Sea Watch Foundation, under the direction of Dr. Peter Evans has been collecting data on cetaceans (mainly bottlenose dolphins) for over 40 years, and has built up a comprehensive catalogue of identifiable dolphins through photographic records of their dorsal fins. Much like the human finger print, a dolphin dorsal fin is unique to each individual in terms of shape and size, and many animals have bite and other permanent markings from the aggressive encounters the species are often involved in.

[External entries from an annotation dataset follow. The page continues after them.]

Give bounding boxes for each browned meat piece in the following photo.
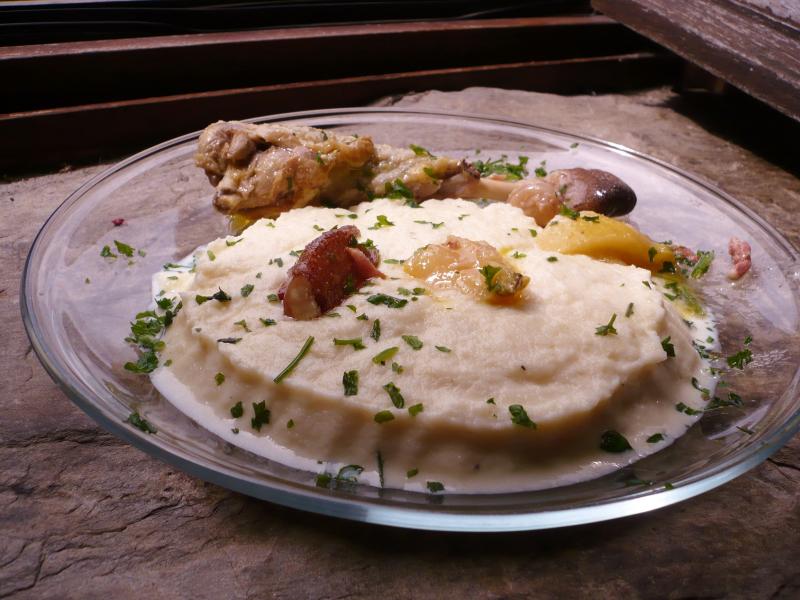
[195,121,375,212]
[195,121,460,212]
[195,121,636,226]
[278,225,384,321]
[439,168,636,227]
[728,237,753,279]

Many of these photographs were taken during survey trips in and around Wales, when other data such as dolphin abundance, distribution, group dynamics, behaviour and boat interactions were also recorded. Through the use of drones and visual recordings, it may be possible to further these data sets, and gain a greater understanding of the dolphins, their lifecycle and potential threats, enabling more effective conservation and management of this highly mobile, intelligent and protected species.
Although the use of drone technology for research purposes is not something Sea Watch is currently involved in, due to growing evidence from many scientists and researchers around the world using drones in innovative and ground-breaking ways in important marine mammal studies, it is something that is being investigated and could form part of the organisation’s future research plans.
Written and complied by Charles H. J. McGibney, Sea Watch Research Intern 2015.